Composite Nonlinear Trajectory Tracking Control of Co-Driving Vehicles Using Self-Triggered Adaptive Dynamic Programming
Chuan Hu, Sicheng Ge, Yingkui Shi, Weinan Gao, Wenfeng Guo, Xi Zhang
TL;DR
The paper addresses safe and efficient lateral control in human–machine shared driving by developing a composite nonlinear feedback controller integrated with a self-triggered adaptive dynamic programming routine. The approach combines a 2-DOF vehicle model, a two-point preview driver model, and a dynamic authority allocation mechanism to fuse human and automated inputs, while leveraging CNF to enhance transient response and ST-ADP to enable model-free, data-driven optimization. Stability is established for both event- and self-triggered implementations, and the ADP algorithm iteratively learns the optimal policy (K, P) from measured data, with the final policy combining a linear state feedback, a curvature term, and a nonlinear damping term.

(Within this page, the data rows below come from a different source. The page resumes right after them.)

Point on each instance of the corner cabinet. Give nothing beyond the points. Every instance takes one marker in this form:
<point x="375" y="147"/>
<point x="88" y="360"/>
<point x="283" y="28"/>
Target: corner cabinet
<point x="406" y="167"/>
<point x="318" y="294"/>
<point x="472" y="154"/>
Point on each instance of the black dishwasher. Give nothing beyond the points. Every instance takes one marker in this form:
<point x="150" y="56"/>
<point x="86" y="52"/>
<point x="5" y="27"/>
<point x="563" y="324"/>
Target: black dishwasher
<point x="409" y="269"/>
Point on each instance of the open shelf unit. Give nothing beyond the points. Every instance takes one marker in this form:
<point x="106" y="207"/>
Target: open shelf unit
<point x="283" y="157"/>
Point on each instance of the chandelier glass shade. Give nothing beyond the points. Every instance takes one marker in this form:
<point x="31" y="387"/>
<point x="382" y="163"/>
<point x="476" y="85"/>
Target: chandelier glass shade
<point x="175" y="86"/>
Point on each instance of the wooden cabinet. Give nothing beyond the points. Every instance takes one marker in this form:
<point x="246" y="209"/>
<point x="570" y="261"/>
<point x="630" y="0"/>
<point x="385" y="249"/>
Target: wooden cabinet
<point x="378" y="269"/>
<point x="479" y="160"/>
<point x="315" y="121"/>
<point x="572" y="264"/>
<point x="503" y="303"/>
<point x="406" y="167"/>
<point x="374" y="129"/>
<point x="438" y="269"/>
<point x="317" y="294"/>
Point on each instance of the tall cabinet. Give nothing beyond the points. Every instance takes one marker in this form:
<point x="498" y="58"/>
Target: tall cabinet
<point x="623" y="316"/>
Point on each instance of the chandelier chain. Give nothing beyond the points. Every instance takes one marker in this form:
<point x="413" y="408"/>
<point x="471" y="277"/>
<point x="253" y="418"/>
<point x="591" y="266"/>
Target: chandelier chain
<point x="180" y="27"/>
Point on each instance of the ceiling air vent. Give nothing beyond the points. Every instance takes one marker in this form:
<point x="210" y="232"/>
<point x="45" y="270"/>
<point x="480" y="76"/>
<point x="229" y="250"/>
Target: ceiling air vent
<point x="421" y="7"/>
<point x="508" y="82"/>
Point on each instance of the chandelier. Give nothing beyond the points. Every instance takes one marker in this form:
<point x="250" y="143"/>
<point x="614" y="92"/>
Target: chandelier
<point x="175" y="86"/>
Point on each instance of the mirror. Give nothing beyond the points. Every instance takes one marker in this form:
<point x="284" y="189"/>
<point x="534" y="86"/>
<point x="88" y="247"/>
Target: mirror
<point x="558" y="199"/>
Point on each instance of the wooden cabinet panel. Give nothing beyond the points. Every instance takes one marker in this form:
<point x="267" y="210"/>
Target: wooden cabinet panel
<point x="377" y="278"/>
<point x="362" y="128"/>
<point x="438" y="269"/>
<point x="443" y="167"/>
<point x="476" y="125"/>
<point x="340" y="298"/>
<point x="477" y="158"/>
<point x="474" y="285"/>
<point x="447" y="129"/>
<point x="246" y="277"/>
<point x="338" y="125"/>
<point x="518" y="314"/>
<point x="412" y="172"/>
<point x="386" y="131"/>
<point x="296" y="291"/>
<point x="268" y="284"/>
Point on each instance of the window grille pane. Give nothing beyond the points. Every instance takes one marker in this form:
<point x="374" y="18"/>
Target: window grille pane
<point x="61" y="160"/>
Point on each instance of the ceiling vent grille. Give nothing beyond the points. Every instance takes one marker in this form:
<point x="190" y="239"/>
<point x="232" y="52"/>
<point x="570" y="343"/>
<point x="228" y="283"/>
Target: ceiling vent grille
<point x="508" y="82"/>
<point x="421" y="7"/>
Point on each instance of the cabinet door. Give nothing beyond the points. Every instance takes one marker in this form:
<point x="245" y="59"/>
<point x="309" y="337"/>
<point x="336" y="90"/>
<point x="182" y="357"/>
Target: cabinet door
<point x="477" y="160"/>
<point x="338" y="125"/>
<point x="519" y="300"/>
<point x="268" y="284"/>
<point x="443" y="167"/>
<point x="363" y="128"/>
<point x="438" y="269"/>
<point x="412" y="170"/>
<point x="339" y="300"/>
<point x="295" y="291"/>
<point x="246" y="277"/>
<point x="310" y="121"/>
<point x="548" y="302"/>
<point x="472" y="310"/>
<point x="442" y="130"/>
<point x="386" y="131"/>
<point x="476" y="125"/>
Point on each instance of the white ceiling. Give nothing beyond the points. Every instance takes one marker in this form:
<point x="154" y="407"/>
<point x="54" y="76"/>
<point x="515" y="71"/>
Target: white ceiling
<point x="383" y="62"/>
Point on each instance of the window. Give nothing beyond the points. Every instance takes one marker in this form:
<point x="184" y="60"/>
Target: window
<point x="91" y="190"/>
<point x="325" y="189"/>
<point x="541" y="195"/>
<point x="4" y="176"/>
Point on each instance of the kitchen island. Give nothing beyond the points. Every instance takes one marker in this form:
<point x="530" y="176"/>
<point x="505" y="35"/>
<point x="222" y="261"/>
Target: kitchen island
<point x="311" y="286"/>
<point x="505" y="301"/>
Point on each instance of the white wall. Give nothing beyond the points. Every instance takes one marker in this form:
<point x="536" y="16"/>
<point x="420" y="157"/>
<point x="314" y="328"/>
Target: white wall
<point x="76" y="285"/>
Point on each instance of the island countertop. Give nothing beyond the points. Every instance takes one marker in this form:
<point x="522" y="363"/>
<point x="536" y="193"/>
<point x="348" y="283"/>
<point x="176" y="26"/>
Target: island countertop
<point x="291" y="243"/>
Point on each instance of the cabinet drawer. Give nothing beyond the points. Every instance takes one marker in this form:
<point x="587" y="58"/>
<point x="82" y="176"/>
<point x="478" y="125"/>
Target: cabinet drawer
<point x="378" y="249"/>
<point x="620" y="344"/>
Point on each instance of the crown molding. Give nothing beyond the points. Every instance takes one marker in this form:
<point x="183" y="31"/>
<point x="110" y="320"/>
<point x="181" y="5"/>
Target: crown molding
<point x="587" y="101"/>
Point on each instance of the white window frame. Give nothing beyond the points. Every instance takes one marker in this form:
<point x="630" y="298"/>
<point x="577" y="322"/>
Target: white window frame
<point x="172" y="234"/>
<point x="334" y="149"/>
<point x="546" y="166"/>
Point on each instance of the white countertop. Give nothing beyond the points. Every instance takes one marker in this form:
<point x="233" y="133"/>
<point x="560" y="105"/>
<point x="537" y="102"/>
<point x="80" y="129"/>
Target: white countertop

Carsim-Simulink co-simulations across simple and complex road geometries demonstrate reduced computation via self-triggering and improved tracking, validating the practical potential of cooperative steering control. The work offers a principled, data-driven pathway to robust, low-overhead shared steering in evolving automated driving systems.
Abstract
This article presents a composite nonlinear feedback (CNF) control method using self-triggered (ST) adaptive dynamic programming (ADP) algorithm in a human-machine shared steering framework. For the overall system dynamics, a two-degrees-of-freedom (2-DOF) vehicle model is established and a two-point preview driver model is adopted. A dynamic authority allocation strategy based on cooperation level is proposed to combine the steering input of the human driver and the automatic controller. To make further improvements in the controller design, three main contributions are put forward. Firstly, the CNF controller is designed for trajectory tracking control with refined transient performance. Besides, the self-triggered rule is applied such that the system will update in discrete times to save computing resources and increase efficiency. Moreover, by introducing the data-based ADP algorithm, the optimal control problem can be solved through iteration using system input and output information, reducing the need for accurate knowledge of system dynamics. The effectiveness of the proposed control method is validated through Carsim-Simulink co-simulations in diverse driving scenarios.